Fora do mercado de trabalho
Embora estejam no Brasil há quase um ano, Valéria e a mãe não conseguiram arranjar emprego para se manter no país, nem para arcar com os custos da viagem de volta à Ucrânia.
Com dez anos de experiência em pintura por encomenda, a jovem tentou se virar em Sorocaba pintando retratos. Comprou o material necessário e fez cartões de visita, mas, como ainda não conseguiu aprender a se comunicar em português, seus serviços não foram procurados.
Já a mãe de Valéria, que trabalhou durante 15 anos como manicure, chegou a abrir um salão de beleza na cidade do interior de São Paulo. Ela alugou um quarto e comprou os equipamentos, mas também não teve demanda e precisou fechar o negócio.
“Meu pai morreu como um herói, defendendo meu país, no mês de outubro do ano passado. Ainda é muito difícil para mim falar sobre isso, pois perder um ente querido é uma dor insuportável. Por isso, preciso de ajuda para voltar a minha terra natal”, explica.
Valeria chegou a vender os quadros na igreja, mas agora eles estão expostos em uma livraria do Centro de Sorocaba onde podem ser comprados.
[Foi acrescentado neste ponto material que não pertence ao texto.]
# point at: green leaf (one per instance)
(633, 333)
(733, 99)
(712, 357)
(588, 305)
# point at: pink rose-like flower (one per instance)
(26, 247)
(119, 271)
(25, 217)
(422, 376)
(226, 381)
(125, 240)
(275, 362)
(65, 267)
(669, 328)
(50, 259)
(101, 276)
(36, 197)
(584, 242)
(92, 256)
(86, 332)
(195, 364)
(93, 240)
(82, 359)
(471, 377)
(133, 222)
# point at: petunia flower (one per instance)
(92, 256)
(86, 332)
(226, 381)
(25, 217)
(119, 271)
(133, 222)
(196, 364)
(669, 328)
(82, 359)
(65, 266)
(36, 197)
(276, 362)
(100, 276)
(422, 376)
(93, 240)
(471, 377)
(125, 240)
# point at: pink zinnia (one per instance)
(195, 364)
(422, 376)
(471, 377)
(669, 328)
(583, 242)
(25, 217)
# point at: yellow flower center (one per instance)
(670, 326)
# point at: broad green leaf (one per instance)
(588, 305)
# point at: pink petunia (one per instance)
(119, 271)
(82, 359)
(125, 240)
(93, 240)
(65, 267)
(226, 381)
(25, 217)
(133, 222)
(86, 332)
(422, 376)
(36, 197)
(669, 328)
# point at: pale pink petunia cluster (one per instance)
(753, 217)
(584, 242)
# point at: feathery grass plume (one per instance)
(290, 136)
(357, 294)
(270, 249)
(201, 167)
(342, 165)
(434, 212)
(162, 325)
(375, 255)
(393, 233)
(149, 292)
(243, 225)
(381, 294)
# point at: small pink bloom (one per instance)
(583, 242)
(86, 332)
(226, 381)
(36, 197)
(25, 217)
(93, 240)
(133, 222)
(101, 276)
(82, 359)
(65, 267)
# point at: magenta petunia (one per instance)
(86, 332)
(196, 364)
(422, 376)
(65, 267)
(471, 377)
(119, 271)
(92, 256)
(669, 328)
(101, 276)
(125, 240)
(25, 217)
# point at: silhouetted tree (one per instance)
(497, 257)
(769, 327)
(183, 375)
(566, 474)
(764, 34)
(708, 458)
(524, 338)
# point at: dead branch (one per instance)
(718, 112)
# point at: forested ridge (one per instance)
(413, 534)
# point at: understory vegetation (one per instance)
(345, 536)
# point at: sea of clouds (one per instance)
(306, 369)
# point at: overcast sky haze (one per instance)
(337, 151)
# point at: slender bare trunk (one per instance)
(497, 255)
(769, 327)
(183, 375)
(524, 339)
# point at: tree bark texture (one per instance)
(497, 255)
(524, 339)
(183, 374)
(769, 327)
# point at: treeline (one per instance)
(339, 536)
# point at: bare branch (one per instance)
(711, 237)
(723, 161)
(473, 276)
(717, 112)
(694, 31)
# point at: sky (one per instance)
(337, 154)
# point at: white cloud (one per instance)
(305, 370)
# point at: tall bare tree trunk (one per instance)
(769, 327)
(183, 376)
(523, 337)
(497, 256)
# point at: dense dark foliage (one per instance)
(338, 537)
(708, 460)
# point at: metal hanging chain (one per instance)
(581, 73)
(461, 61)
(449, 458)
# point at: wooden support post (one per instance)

Refugiada que vive no interior de SP vende quadros — Foto: Divulgação.
Reencontro com a arte
Em entrevista ao g1,em agosto do ano passado, a jovem relembrou os primeiros passos que a fez voltar a pintar e se reconciliar com a arte. Com apenas três meses em Sorocaba, Valeria chegou a restabelecer a relação com os pincéis e passou a criar obras de arte que foram expostas em um shopping na cidade.
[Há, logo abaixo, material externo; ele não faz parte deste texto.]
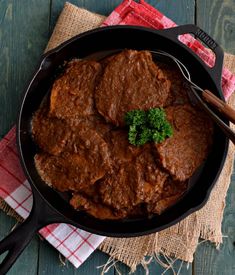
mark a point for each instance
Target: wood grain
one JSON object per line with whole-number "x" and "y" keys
{"x": 209, "y": 260}
{"x": 218, "y": 19}
{"x": 23, "y": 36}
{"x": 24, "y": 31}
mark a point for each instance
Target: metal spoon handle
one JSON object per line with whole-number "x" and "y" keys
{"x": 220, "y": 105}
{"x": 224, "y": 127}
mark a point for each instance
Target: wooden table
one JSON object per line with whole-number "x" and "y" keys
{"x": 25, "y": 27}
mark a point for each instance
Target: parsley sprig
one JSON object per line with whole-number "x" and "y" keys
{"x": 147, "y": 126}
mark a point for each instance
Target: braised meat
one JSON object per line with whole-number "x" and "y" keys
{"x": 50, "y": 133}
{"x": 84, "y": 146}
{"x": 72, "y": 93}
{"x": 182, "y": 153}
{"x": 131, "y": 80}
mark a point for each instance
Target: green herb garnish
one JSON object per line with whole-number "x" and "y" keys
{"x": 147, "y": 126}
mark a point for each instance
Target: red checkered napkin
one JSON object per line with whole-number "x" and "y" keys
{"x": 75, "y": 244}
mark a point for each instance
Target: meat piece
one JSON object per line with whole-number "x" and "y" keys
{"x": 95, "y": 209}
{"x": 179, "y": 90}
{"x": 50, "y": 133}
{"x": 183, "y": 153}
{"x": 132, "y": 182}
{"x": 72, "y": 93}
{"x": 152, "y": 175}
{"x": 85, "y": 161}
{"x": 131, "y": 80}
{"x": 70, "y": 171}
{"x": 172, "y": 191}
{"x": 120, "y": 148}
{"x": 119, "y": 189}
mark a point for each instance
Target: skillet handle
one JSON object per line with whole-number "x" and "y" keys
{"x": 216, "y": 70}
{"x": 40, "y": 216}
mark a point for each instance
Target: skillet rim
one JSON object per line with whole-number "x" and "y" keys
{"x": 46, "y": 58}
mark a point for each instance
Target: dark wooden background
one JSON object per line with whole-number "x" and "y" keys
{"x": 25, "y": 27}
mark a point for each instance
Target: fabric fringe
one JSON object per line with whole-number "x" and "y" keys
{"x": 9, "y": 211}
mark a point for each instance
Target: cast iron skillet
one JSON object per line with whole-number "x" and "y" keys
{"x": 50, "y": 206}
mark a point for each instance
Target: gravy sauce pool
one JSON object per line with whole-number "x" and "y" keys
{"x": 83, "y": 141}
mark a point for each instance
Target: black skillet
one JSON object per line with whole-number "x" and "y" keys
{"x": 50, "y": 206}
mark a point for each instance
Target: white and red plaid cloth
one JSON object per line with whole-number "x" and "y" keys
{"x": 75, "y": 244}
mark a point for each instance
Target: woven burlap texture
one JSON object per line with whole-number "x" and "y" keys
{"x": 179, "y": 241}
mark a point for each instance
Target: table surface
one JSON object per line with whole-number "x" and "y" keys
{"x": 25, "y": 27}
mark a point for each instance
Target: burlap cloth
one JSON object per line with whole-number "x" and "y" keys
{"x": 179, "y": 241}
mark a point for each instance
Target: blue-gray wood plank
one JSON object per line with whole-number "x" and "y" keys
{"x": 24, "y": 31}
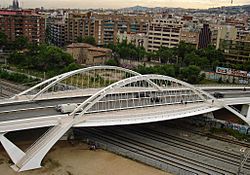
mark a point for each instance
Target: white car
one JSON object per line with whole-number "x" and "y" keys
{"x": 66, "y": 108}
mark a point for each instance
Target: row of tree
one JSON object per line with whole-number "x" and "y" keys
{"x": 191, "y": 74}
{"x": 44, "y": 58}
{"x": 182, "y": 55}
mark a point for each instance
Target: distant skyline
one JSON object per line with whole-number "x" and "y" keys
{"x": 84, "y": 4}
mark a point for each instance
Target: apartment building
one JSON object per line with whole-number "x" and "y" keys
{"x": 165, "y": 33}
{"x": 108, "y": 26}
{"x": 87, "y": 54}
{"x": 205, "y": 36}
{"x": 78, "y": 25}
{"x": 190, "y": 37}
{"x": 15, "y": 23}
{"x": 236, "y": 51}
{"x": 56, "y": 33}
{"x": 103, "y": 27}
{"x": 138, "y": 39}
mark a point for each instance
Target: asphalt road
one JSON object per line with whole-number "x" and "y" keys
{"x": 47, "y": 107}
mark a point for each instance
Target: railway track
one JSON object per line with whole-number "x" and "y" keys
{"x": 163, "y": 155}
{"x": 194, "y": 147}
{"x": 209, "y": 135}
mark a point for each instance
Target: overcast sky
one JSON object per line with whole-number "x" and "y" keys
{"x": 82, "y": 4}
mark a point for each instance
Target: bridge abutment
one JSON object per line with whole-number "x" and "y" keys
{"x": 245, "y": 110}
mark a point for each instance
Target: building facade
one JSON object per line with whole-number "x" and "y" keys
{"x": 205, "y": 37}
{"x": 87, "y": 54}
{"x": 164, "y": 33}
{"x": 16, "y": 23}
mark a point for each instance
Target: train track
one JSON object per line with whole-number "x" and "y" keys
{"x": 190, "y": 146}
{"x": 130, "y": 142}
{"x": 209, "y": 135}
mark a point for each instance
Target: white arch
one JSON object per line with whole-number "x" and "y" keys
{"x": 62, "y": 77}
{"x": 86, "y": 105}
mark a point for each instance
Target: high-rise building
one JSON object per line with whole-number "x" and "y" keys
{"x": 103, "y": 27}
{"x": 15, "y": 5}
{"x": 164, "y": 32}
{"x": 205, "y": 36}
{"x": 15, "y": 23}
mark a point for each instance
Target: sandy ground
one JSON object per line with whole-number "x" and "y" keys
{"x": 65, "y": 159}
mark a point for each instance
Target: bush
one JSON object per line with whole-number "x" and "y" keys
{"x": 16, "y": 77}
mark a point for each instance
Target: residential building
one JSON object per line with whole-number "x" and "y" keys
{"x": 164, "y": 33}
{"x": 138, "y": 39}
{"x": 236, "y": 51}
{"x": 15, "y": 23}
{"x": 190, "y": 37}
{"x": 56, "y": 33}
{"x": 205, "y": 37}
{"x": 87, "y": 54}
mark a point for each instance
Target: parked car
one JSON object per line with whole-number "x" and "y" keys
{"x": 66, "y": 108}
{"x": 218, "y": 95}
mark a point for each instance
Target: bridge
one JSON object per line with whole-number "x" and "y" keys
{"x": 106, "y": 95}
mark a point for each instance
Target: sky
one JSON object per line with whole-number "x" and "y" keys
{"x": 83, "y": 4}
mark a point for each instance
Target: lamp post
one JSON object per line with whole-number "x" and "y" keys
{"x": 244, "y": 156}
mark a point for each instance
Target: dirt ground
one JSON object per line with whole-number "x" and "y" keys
{"x": 65, "y": 159}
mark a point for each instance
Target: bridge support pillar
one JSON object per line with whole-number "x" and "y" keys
{"x": 13, "y": 151}
{"x": 209, "y": 115}
{"x": 245, "y": 110}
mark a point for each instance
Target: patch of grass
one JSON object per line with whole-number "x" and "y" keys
{"x": 51, "y": 164}
{"x": 69, "y": 173}
{"x": 1, "y": 161}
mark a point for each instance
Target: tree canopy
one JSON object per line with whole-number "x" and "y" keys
{"x": 43, "y": 58}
A arte apareceu na vida da jovem aos 12 anos e nessa mesma idade, ela também estudou música, praticando aulas de violino e piano por quatro anos.
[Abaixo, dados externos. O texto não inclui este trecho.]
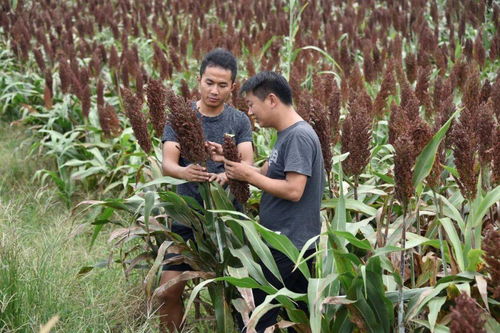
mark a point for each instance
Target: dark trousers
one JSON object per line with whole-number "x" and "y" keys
{"x": 294, "y": 281}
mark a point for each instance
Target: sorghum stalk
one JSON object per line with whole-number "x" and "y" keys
{"x": 240, "y": 190}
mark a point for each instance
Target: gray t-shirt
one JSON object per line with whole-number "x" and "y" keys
{"x": 297, "y": 150}
{"x": 230, "y": 121}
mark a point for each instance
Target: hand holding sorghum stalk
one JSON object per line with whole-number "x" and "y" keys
{"x": 187, "y": 127}
{"x": 239, "y": 189}
{"x": 133, "y": 110}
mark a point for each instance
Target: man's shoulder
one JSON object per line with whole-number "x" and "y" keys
{"x": 303, "y": 129}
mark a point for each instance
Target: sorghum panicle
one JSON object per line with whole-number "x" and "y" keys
{"x": 404, "y": 160}
{"x": 133, "y": 107}
{"x": 156, "y": 99}
{"x": 486, "y": 128}
{"x": 464, "y": 150}
{"x": 320, "y": 122}
{"x": 387, "y": 88}
{"x": 356, "y": 138}
{"x": 187, "y": 126}
{"x": 239, "y": 189}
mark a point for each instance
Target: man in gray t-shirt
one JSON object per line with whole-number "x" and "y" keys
{"x": 216, "y": 82}
{"x": 292, "y": 179}
{"x": 296, "y": 150}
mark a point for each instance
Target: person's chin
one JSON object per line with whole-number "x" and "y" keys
{"x": 213, "y": 102}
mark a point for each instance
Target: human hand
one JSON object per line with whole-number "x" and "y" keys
{"x": 220, "y": 178}
{"x": 215, "y": 150}
{"x": 195, "y": 173}
{"x": 239, "y": 171}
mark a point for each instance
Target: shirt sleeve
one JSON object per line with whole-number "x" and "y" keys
{"x": 244, "y": 133}
{"x": 169, "y": 134}
{"x": 299, "y": 155}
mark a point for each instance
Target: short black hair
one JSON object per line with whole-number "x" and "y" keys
{"x": 220, "y": 57}
{"x": 267, "y": 82}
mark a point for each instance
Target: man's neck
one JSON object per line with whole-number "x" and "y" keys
{"x": 287, "y": 118}
{"x": 209, "y": 111}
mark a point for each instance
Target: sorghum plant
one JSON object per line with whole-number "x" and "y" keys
{"x": 466, "y": 316}
{"x": 133, "y": 107}
{"x": 187, "y": 126}
{"x": 156, "y": 98}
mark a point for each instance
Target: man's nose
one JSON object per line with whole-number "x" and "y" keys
{"x": 214, "y": 90}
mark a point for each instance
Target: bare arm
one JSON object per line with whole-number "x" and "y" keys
{"x": 171, "y": 167}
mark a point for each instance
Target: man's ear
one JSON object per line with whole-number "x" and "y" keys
{"x": 273, "y": 99}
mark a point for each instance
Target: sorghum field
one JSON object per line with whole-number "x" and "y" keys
{"x": 404, "y": 95}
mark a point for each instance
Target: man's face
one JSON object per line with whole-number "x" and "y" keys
{"x": 215, "y": 86}
{"x": 258, "y": 109}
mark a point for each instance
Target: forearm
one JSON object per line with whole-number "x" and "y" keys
{"x": 173, "y": 170}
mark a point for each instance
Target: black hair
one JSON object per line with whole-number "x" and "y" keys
{"x": 265, "y": 83}
{"x": 220, "y": 57}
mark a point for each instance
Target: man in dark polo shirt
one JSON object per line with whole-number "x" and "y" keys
{"x": 292, "y": 179}
{"x": 216, "y": 82}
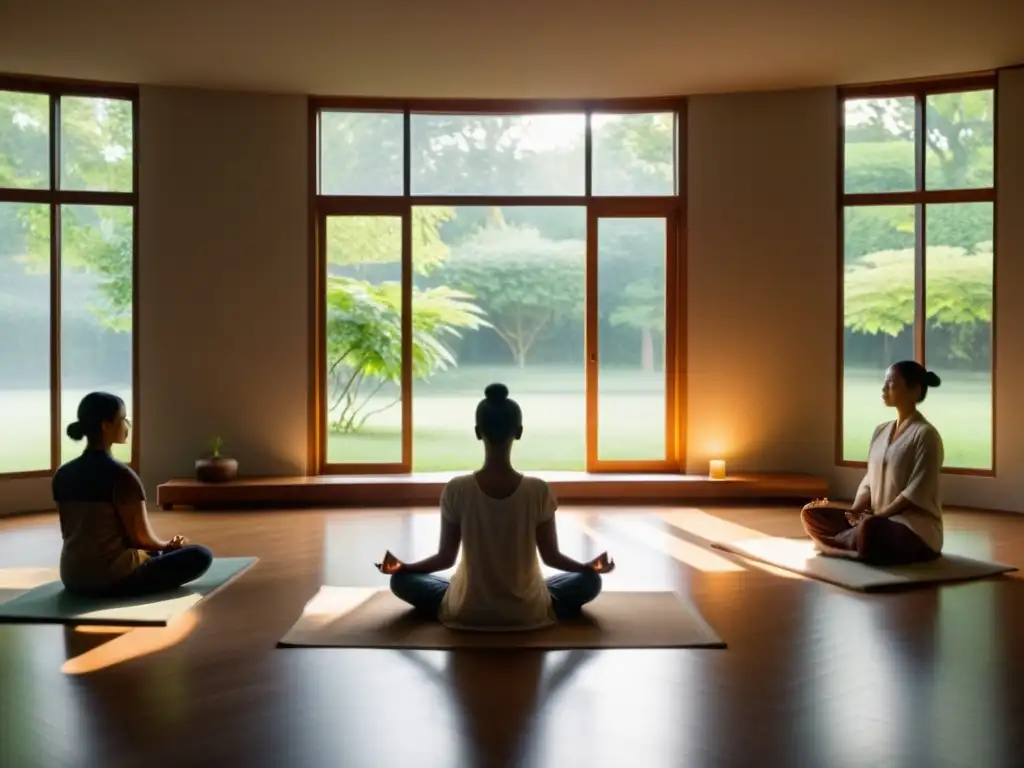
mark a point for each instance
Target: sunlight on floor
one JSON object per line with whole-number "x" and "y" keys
{"x": 27, "y": 579}
{"x": 715, "y": 529}
{"x": 139, "y": 642}
{"x": 329, "y": 605}
{"x": 709, "y": 527}
{"x": 689, "y": 554}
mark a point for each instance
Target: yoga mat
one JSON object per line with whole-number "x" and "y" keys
{"x": 799, "y": 556}
{"x": 50, "y": 604}
{"x": 359, "y": 617}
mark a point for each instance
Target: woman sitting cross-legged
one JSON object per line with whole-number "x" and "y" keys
{"x": 502, "y": 519}
{"x": 109, "y": 548}
{"x": 896, "y": 517}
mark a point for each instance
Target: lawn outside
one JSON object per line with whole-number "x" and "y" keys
{"x": 554, "y": 406}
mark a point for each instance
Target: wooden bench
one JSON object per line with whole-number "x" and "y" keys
{"x": 425, "y": 489}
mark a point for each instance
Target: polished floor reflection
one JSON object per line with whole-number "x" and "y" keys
{"x": 813, "y": 675}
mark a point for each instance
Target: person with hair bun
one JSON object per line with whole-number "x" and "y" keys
{"x": 896, "y": 516}
{"x": 110, "y": 549}
{"x": 502, "y": 519}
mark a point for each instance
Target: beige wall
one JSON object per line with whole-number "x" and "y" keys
{"x": 761, "y": 290}
{"x": 223, "y": 281}
{"x": 224, "y": 306}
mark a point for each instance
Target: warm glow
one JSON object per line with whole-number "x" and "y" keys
{"x": 332, "y": 603}
{"x": 97, "y": 630}
{"x": 711, "y": 528}
{"x": 134, "y": 644}
{"x": 716, "y": 530}
{"x": 664, "y": 542}
{"x": 787, "y": 553}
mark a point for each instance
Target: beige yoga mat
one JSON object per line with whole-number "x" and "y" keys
{"x": 799, "y": 555}
{"x": 358, "y": 617}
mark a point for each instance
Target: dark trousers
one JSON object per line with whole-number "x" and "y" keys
{"x": 569, "y": 592}
{"x": 165, "y": 571}
{"x": 878, "y": 541}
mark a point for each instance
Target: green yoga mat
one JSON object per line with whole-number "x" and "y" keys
{"x": 49, "y": 603}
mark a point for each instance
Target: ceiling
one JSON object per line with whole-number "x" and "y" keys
{"x": 519, "y": 49}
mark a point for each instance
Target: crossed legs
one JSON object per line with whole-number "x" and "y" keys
{"x": 569, "y": 592}
{"x": 877, "y": 541}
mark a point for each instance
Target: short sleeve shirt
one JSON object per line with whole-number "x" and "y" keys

“Tudo começou com o fato de meu pai me colocar de castigo por alguma coisa. Resolvi copiar desenhos do álbum infantil do Pinóquio.”
Depois, frequentou aulas no estúdio de arte, que contribuíram para a criatividade de Valeria e a inspiraram a seguir a carreira de artista.
Em 2019, Valeria se formou na escola e passou a estudar artes na Universidade Nacional Oles Honchar Dnipro, mas não terminou o curso porque passou por uma “crise criativa” e ficou um ano sem pintar.
No ano seguinte a guerra começou no país. Ela morava na cidade provincial de Dobropolye, região de Donetsk. O pai de Valeria foi chamado para a frente da guerra, assim, ela, a mãe e a irmã, de 17 anos, foram forçadas a deixar o país.
Após chegar ao interior de São Paulo, no dia 20 de maio, e ser recebida por membros da igreja, um dos voluntários descobriu o dom artístico da jovem e a pediu para que pintasse um quadro. Durante o período em que viveu em Sorocaba, a ucraniana decidiu aprimorar sua técnica com ajuda da professora e artista plástica Cecilia Rodriguez.
“Faço desenhos e retratos há bastante tempo, desde 2011, mas foi só no Brasil que pude me abrir como pessoa e fazer minha exposição. Estudei com a Cecilia por cerca de dois a três meses, e sou muito grata a ela por ter me dado uma experiência inestimável em arte e pintura. Ela é uma pessoa maravilhosa, com um grande coração. É mais que uma artista para mim, é uma pessoa com letra maiúscula”, comenta.
As primeiras pinturas de Valéria são “O Leão da Tribo de Judá” e “O Cordeiro ao Matadouro”. Elas foram baseadas nas vivências cristãs da artista, quando a carreira dela estava prestes a começar.
Valeria contou que essas primeiras pinturas foram apresentadas na igreja para serem vendidas e, depois disso, foi convidada para fazer aulas com uma professora em Sorocaba.
Com a ajuda e o incentivo da professora, Valeria conseguiu expor mais de 30 quadros que pintou depois de chegar no Brasil, no Espaço Cultural Cianê, em Sorocaba. A exposição chamava “O mundo de Afelion”.